Он озирается. Боже мой! Чудеса творятся на свете! В полном разгаре весна. Каштаны цветут. Всюду сквозь сочную зелень торчат пирамиды. Зелени море. Днепр. А воздух прозрачен и свеж. Упоительна жизнь, не сравнима ни с чем. Ликуйте же все, кто живёт!
Он видит всё, что творится вокруг, совершенно другими глазами. В городе Киеве немцы на каждом шагу, здоровые, сытые загривки, кожа так и лоснится, за сто метров видать, немецкими офицерами заняты все стулья в кафе, монокль, перчатки и стек, и все жрут непрерывно, то ли наголодались в окопах, то ли национальный характер такой, сам чёрт их не разберёт, однако до чего же исправно жрут всё подряд!

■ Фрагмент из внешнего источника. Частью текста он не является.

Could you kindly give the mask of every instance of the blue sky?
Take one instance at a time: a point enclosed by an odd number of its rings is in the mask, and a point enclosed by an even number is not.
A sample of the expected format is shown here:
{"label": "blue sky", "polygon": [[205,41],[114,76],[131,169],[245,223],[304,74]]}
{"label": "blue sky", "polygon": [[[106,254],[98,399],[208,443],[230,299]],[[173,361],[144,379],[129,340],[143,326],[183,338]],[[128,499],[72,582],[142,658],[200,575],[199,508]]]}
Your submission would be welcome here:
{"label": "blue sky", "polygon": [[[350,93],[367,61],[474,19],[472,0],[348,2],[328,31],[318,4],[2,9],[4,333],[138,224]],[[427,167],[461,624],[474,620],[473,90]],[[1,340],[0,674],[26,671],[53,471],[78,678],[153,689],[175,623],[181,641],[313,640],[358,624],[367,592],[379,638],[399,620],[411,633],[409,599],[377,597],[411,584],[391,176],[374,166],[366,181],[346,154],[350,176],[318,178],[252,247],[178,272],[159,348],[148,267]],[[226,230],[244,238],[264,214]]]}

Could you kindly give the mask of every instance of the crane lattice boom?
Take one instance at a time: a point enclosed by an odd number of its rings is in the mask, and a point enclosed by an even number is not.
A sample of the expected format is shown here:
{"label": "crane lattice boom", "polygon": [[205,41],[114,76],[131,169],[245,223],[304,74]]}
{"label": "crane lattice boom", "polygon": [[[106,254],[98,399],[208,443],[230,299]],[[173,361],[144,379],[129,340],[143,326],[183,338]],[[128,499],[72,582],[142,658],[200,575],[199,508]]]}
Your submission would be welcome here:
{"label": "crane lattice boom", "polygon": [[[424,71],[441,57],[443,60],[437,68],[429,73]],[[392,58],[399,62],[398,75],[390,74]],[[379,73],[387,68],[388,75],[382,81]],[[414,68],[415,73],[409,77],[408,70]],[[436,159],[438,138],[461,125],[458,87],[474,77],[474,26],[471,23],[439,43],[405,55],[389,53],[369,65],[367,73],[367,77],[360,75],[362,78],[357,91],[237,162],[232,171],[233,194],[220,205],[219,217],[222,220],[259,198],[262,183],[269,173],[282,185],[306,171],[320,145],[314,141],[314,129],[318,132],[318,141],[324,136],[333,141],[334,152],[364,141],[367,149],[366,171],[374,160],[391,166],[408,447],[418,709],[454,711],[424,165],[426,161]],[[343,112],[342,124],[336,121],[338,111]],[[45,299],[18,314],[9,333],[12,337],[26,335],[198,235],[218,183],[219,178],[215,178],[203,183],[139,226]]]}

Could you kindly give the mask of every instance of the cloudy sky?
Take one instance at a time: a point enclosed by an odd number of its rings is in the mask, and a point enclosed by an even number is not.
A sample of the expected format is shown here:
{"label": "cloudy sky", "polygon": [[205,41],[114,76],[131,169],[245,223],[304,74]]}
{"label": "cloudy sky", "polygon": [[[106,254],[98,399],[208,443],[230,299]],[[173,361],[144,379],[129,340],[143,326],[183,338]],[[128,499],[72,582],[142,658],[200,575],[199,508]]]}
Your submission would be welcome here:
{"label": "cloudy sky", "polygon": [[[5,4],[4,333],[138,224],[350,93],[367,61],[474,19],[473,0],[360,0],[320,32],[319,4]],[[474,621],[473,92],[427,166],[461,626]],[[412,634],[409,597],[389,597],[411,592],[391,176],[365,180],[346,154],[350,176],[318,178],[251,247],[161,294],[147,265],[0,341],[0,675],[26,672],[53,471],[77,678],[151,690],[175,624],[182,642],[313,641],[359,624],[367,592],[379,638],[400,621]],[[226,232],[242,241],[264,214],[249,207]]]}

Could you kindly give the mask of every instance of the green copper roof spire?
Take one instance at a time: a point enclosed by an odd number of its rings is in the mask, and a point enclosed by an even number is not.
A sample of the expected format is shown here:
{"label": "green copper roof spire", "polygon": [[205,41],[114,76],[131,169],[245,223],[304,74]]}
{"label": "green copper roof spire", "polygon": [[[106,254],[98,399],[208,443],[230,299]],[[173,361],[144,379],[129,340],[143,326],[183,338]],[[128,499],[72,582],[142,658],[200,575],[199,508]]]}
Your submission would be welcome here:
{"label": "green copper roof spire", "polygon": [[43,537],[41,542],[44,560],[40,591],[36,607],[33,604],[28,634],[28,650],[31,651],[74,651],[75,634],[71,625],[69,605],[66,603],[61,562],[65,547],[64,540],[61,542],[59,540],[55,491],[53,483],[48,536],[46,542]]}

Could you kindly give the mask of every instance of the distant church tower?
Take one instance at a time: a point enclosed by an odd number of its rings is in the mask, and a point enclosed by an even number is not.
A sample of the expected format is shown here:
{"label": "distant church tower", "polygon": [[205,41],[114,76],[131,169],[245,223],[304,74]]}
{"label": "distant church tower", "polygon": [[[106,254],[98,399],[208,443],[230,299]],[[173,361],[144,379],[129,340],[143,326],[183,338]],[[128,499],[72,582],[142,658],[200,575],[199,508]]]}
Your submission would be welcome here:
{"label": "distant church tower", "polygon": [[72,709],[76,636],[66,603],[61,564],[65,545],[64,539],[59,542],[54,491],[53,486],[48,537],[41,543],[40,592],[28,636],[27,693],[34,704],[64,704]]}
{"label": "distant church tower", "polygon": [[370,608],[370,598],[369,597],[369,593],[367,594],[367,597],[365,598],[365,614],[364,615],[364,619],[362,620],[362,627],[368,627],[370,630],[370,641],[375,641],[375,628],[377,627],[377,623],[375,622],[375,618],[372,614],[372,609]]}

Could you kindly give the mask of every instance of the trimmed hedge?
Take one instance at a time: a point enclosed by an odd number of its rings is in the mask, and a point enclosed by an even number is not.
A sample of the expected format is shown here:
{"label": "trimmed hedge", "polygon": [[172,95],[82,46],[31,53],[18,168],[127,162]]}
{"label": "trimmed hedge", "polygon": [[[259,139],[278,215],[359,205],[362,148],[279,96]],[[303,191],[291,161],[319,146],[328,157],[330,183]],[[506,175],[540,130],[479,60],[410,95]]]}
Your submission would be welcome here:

Шаровары, оказывается, тоже вернулись, однако при немцах делаются совершенно не те. Во-первых, и это, разумеется, отраднее всего, уже не смеют никого убивать. Во-вторых, сами шлёпают по улицам без сапог, с какой-то затаённой опаской в наивных деревенских глазах, и вид неуверенный, как бывает у всех незваных гостей. Впрочем, что-то в шароварах немцев всё же смущает, и однажды немцы выставляют шаровары из города Киева вон, и этот грубый поступок не вызывает ни малейшего возмущения горожан. На место шаровар немцами учреждается новая власть, совершенно смешная, впрочем, иначе при немцах, должно быть, приключиться и не могло. В один прекрасный день обомлевшим гражданам города Киева коротко объявляют, что на Украине власть “гетьмана”, что состоятся выборы “гетьмана всея Украины”. “По какой-то странной насмешке судьбы и истории, избрание его, состоявшееся в апреле знаменитого года, произошло в цирке. Будущим историкам это, вероятно, даст обильный материал для юмора...” Вся эта катавасия происходит до того неожиданно, что никто не успевает заметить, какая многообещающая у “гетьмана всея Украины” фамилия: Скоропадский. Замечают только, что он вовсе не “гетьман”, а бывший царской свиты генерал.
Да и чёрт с ним, что генерал. Радостно то, что порядок наконец возвращается в город, а вслед за порядком приходит и блаженная тишина. Возобновляется хотя и довольно запутанная, однако очень похожая на настоящую, жизнь. Представьте, не стреляют нигде. Хвостов тоже нет. Выходят газеты, согласно с прежним законом о свободе печати, когда все запасы бумаги и всё типографское дело находятся в частных руках. Литературно-художественные журналы тоже выходят, названия ничего себе, например, “Куранты искусства, литературы, театра и общественной жизни”, того гляди, грянет башенный бой. Трудно поверить, но кое-что даже можно читать. Плевицкая, замечательная певица, романсы поёт. Ждут гастрольные спектакли московского театра “Летучая мышь”.